Now, we would expect this of pay-frozen public sector workers fearing for their jobs and we would expect it of the direct suppliers to government: the IT contractors, the social housing builders. But a generalised fall in consumer confidence arising from the austerity budget was not expected.
It is, though, what the evidence is pointing towards. Today two different surveys: one on retail sales by the British Retail Consortium and one on house prices by the Royal Institute of Chartered Surveyors point towards a palpable austerity impact.
As the BRC’s Stephen Robertson told me: “Austerity has landed. Talk of public spending cuts is unsettling customers and they are concentrating on essentials.
Big ticket items like flat screen TVs have had a poor July and ‘taken a real battering’.
Retailers are running a record rate of promotional activity, nearly four pounds in every 10 spent in the UK is now on some sort of meal deal, ‘three-for-two’ or other discount. Even the unstoppable boom in online sales has slowed markedly.
‘Year on year people have seven pound less per week, one in five have no money left at the end of the month after essential bills,” says Robertson.
The housing market too is taking a big hit, with sellers pouring on to the market, and buyers battening down the hatches.

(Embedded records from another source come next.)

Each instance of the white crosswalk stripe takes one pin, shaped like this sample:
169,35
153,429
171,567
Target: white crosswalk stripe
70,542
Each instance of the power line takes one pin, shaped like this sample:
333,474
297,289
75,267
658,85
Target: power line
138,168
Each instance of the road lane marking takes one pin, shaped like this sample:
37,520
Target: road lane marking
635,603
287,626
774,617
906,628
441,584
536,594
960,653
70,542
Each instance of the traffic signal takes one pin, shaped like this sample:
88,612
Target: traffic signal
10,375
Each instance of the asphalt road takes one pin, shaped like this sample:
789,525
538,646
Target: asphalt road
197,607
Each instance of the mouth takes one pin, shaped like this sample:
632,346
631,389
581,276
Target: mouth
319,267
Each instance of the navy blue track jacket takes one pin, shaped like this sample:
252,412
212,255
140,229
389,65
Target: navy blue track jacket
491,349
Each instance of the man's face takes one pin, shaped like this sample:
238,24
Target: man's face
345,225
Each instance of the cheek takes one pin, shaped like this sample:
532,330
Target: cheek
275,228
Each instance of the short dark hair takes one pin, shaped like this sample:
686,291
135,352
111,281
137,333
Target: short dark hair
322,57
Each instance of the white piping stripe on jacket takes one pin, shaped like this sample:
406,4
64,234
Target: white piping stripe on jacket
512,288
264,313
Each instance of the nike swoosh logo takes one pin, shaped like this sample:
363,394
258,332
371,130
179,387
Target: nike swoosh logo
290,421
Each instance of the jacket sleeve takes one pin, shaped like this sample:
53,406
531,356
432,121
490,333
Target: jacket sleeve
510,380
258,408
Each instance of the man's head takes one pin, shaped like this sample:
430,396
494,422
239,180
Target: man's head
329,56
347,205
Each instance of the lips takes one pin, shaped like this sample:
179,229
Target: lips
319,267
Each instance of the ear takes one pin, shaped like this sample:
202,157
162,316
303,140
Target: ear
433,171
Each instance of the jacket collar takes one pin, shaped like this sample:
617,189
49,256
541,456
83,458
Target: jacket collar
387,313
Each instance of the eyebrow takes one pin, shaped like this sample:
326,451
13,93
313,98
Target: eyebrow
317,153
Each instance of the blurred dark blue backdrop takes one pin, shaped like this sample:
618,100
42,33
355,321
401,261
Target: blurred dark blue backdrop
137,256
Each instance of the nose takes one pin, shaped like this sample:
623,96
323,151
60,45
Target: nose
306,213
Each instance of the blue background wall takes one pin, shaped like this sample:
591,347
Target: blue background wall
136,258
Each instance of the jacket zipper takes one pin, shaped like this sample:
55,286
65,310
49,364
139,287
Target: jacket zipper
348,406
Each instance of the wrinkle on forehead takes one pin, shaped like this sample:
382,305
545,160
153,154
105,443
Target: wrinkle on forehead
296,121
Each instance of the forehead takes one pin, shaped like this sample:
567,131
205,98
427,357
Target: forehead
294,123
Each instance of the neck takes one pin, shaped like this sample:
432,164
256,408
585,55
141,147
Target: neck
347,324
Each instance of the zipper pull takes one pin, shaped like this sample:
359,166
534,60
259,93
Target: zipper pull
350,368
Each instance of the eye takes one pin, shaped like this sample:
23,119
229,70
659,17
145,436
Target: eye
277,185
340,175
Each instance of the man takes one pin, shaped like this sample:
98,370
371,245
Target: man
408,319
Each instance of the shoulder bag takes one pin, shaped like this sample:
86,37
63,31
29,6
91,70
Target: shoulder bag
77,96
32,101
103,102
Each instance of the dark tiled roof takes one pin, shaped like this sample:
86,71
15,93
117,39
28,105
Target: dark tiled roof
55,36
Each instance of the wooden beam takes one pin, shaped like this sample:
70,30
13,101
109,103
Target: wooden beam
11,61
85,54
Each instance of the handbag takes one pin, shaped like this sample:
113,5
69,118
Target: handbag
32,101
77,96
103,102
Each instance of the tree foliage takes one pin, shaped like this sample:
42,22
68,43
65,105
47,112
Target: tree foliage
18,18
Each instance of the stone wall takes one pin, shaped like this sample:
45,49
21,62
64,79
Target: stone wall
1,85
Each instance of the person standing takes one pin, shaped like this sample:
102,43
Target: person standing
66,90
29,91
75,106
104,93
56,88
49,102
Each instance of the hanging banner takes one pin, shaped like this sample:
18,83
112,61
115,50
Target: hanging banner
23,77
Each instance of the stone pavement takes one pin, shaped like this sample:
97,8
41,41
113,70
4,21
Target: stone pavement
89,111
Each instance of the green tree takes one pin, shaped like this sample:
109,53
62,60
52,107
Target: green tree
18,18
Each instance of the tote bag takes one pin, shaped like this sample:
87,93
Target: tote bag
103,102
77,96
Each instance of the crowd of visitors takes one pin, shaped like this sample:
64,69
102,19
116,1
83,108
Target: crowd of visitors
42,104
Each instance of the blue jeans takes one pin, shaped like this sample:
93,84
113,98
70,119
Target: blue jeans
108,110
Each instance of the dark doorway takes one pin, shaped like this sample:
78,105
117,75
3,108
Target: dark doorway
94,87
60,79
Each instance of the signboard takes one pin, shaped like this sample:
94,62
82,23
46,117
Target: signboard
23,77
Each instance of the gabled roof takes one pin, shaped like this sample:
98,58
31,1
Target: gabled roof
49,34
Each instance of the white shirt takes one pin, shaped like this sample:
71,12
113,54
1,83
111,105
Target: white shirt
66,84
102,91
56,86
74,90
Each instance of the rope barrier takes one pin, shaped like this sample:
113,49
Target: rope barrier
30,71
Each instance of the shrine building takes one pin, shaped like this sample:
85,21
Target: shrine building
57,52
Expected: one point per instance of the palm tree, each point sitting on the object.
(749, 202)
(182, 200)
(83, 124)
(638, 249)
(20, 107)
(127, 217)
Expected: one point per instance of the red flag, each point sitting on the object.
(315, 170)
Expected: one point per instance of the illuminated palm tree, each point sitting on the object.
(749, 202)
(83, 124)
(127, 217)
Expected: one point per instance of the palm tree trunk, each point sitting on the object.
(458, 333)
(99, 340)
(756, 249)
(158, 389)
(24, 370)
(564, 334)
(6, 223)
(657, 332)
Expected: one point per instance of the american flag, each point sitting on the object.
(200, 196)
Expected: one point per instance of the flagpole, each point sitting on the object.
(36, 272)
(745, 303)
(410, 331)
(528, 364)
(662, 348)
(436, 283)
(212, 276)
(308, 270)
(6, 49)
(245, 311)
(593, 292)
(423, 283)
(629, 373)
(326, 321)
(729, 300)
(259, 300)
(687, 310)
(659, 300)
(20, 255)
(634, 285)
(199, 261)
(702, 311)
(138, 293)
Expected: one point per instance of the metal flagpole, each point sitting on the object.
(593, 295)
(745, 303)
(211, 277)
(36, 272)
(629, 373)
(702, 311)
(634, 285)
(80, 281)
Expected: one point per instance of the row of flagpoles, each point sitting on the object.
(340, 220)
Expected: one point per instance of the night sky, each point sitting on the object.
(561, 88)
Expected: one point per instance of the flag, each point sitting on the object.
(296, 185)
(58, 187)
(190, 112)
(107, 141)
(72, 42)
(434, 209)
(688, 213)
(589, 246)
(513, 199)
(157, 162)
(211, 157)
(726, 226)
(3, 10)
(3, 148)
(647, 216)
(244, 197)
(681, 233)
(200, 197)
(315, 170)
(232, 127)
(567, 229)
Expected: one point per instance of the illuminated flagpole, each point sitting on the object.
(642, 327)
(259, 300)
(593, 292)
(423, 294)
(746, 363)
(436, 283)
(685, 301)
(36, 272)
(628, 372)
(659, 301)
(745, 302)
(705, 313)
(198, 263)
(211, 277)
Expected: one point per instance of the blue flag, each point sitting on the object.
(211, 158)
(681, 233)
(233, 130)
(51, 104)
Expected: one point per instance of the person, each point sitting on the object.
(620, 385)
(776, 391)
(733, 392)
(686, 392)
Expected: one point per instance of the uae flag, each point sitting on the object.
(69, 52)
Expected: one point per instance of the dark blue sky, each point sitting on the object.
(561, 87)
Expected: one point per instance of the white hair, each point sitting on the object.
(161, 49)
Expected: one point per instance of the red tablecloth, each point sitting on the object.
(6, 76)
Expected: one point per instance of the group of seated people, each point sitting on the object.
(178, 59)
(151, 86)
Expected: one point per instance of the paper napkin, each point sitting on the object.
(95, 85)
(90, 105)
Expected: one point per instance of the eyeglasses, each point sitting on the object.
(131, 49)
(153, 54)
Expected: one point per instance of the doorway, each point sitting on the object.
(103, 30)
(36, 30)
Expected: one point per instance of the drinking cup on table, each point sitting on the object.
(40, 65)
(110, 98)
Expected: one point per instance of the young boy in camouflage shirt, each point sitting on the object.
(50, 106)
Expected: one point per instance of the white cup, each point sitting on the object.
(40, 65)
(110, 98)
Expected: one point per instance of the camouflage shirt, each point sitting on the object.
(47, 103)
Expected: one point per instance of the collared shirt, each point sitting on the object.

“It’s possible that when the cuts and tax rises actually hit we will get another downturn in consumer confidence” says Bootle.
All of this so far might be manageable. If it continues, and the natural post bubble personal financial conservatism turns into ultra austerity as Britain’s baby boomers start to retire, then go and have a look at Britain’s busiest shopping junction where Oxford Street meets Regent Street in London.
The council has just fitted a diagonal passenger crossing complete with digital countdown so that shoppers know when to cross. It is directly copied from Japan. And it may be a symbol of things to come for the British economy.